In Hindu, an Upaguru is a teacher that is next to you at any given moment. This is not limited to a person.
~ Mark Nepo, Seven Thousand Ways to Listen
The Brood X periodical cicadas have come and gone in the mid-Atlantic region. Am I the only one who is grieving a little?
Though I have moved around a lot in my lifetime, I have somehow — with no planning of my own — been in the right spot at the right time to experience the wonder of 17-year periodical cicadas four different times: three times in the Maryland and Virginia suburbs surrounding Washington, DC, with Brood X (1970, 2004, 2021) and once in Chicago with Brood XIII (1973).
I am like a kid in a candy shop when this miracle of nature happens. Not because I like eating cicadas (no, I’ve never tasted one), but because of the utter awe these creatures inspire in me. Only now, at 57, do I have the perspective to see what cicadas have taught me.
The brain takes into account your past experiences and uses memories from the past to create the present. My earliest memories of cicadas were as a young child, first when I was six years old with all the time in the world to watch the nymphs emerge from the ground like little brown shrimp and creep their way slowly and laboriously over grass and up tree trunks.
I watched in transfixed fascination as the exoskeleton split down the back and a white, fleshy, alien creature with blood red eyes squished its way out of the shell. The slow unfolding and expansion of the wings came next, with the clunky lift-off to find a mate the final thrilling act.
Those were the days before cell phones and iPads, before every moment of a child’s free time was scheduled. My attention could rest fully on this miracle of nature without distraction.
Cicadas taught me to sit still and simply observe. They were the first anchor of my sustained attention, my first meditation.
When I was nine, we spent a year living in a suburb of Chicago. It was a rough year for our family. The highlight from my nine-year-old perspective was the Brood XIII cicada event, which coincided with our pre-move garage sale. My mother was mortified when I covered the entire surface of my clothes with my cicada friends and paraded in front of the house, surely scaring away potential customers. But, weird as I surely seemed, I felt soothed by and aligned with these gentle, misunderstood beings.
In 2004, back in Brood X territory, I introduced my own children to the magic of periodical cicadas (the family of periodical cicadas was actually named Magicicada by William T. Davis, a New England naturalist, in 1925). The discovery that I have very few photos from that period made me sad, realizing just how frenetic I had been as a young mother, not taking enough time to slow to the pace of the cicadas with my then 6- and 8-year-old sons.
Fast forward to 2021. This year the cicada chorus is what impacted me most. Brood X emerged during an intense period of caregiving. I wasn’t able to sit in front of tree trunks to witness the mesmerizing physical transformation process, but I was able to open my windows in the early morning hours to become one with the cicada song during meditation.

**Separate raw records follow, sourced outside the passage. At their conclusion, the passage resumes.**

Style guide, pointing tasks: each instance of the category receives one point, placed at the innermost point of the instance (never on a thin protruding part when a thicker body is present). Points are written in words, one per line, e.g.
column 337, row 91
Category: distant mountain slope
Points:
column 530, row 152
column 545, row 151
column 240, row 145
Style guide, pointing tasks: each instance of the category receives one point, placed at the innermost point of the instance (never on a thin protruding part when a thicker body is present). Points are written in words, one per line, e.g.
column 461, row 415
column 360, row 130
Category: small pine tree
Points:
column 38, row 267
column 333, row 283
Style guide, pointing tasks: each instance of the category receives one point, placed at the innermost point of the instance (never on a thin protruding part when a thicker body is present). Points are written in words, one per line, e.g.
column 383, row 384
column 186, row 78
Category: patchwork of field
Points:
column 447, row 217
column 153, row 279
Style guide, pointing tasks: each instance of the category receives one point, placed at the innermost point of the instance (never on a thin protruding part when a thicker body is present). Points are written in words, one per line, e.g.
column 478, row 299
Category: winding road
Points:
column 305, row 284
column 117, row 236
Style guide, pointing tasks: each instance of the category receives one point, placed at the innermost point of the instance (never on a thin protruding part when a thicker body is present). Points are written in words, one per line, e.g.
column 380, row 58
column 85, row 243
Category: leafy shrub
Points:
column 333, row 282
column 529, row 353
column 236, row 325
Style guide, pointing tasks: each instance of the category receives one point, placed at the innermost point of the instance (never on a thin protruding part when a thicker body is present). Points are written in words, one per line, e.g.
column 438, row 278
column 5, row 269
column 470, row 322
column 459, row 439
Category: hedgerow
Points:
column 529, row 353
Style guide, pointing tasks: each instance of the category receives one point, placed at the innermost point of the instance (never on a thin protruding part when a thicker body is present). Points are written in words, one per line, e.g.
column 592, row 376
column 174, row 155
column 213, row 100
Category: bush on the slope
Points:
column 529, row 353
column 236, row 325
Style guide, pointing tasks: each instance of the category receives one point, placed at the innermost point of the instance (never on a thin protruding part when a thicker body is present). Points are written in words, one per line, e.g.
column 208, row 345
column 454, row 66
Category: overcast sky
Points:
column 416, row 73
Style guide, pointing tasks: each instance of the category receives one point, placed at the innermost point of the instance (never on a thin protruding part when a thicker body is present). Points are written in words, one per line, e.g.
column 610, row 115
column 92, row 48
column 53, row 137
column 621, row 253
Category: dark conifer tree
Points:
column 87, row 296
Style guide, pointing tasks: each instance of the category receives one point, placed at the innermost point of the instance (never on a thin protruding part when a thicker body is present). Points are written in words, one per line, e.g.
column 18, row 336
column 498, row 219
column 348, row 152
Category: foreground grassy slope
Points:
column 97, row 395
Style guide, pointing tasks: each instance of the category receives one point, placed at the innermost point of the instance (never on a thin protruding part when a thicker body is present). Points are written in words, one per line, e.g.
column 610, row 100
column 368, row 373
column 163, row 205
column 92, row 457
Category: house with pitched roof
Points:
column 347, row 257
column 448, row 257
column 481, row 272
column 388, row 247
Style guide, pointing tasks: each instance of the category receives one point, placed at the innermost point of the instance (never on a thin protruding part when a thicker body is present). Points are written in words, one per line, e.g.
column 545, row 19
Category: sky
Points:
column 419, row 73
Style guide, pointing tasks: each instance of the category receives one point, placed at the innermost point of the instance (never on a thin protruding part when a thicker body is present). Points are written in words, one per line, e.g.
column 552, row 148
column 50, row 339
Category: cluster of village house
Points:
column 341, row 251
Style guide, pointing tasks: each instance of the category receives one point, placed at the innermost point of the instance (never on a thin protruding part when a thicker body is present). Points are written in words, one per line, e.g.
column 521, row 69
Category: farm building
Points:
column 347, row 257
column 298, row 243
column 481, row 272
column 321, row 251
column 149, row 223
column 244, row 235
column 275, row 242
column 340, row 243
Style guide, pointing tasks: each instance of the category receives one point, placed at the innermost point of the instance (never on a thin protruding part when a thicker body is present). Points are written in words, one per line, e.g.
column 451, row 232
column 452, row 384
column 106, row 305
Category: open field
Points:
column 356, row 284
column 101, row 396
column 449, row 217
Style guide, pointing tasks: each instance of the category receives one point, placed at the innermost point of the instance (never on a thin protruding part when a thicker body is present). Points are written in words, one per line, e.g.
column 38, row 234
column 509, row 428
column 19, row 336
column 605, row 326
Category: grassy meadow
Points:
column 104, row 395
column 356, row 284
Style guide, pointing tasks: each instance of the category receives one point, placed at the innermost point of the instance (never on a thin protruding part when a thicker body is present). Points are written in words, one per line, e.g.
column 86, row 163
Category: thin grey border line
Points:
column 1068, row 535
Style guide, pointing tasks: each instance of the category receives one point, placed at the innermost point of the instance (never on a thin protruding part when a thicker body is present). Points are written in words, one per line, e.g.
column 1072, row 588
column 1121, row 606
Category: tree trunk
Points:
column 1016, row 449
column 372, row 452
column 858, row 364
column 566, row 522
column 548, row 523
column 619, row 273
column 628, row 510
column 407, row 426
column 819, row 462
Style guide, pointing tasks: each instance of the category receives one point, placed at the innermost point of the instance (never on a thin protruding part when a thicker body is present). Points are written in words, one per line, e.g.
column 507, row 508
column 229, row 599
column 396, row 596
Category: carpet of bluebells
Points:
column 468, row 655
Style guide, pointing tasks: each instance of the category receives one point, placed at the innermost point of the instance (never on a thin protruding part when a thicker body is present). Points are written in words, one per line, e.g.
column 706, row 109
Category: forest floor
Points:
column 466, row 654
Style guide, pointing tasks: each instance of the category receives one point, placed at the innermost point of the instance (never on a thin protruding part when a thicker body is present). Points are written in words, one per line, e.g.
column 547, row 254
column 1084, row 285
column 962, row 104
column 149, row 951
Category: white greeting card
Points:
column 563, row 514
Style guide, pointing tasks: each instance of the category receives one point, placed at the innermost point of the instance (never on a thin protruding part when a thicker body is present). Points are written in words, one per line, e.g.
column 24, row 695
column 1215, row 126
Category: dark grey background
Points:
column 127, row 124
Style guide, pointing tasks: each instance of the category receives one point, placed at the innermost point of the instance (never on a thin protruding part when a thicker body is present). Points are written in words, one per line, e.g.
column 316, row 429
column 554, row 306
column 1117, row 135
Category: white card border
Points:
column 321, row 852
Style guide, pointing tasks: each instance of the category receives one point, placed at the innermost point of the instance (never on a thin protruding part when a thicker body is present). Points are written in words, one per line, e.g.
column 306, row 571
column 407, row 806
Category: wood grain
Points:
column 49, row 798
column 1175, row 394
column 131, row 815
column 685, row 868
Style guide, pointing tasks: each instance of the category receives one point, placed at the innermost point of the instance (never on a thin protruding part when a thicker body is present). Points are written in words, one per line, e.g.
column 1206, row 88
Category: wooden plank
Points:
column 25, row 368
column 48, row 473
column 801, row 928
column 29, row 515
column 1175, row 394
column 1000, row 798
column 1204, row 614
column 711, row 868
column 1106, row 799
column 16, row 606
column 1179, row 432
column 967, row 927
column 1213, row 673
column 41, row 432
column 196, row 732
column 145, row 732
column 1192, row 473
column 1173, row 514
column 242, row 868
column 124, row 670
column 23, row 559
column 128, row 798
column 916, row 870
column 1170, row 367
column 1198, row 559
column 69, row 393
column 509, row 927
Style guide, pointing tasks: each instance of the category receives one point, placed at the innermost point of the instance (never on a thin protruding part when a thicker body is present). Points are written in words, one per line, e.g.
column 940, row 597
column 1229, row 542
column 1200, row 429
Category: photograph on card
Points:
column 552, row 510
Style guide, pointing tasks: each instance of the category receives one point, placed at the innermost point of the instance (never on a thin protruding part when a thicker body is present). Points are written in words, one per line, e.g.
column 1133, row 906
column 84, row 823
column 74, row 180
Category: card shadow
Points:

I was able to soak in the chorus in snippets while walking from parking lots to my mother’s surgical rehab room. I was able to take her outside and encourage her to listen to the hum of the cicadas’ love songs and laugh at their clunky, awkward bodies moving their way through their very brief time above ground, making the most of every minute. This brief distraction of shared wonder and attunement with nature was calming for both of us.
Sometime during the cicadas’ visit I learned from Mark Nepo that an Upaguru is a “teacher that is next to you in any given moment.” I realize now that cicadas have shown up as powerful Upagurus for me over the course of my lifetime.
In the mindfulness language that frames my life and my work today, the cicadas have taught me these lessons:
- Resilience accumulates if you just keep showing up for the work (periodical cicadas have survived the past 12,000 years).
- Something as basic as an insect can be a focal point for meditation, with the same calming influence on the mind and body as focusing on the breath or a candle flame.
- Nature provides countless role models for transformation to which we can all aspire.
- Noticing things that spark awe and wonder takes us out of our heads and gives us perspective that we are all part of nature, all part of the cycle of life.
- Some things may seem scary at first glance, but when you filter out stories and center on your actual experience (no, cicadas don’t bite), your perspective and relationships shift in positive ways.
- Our time on the planet is fleeting; make the most of it.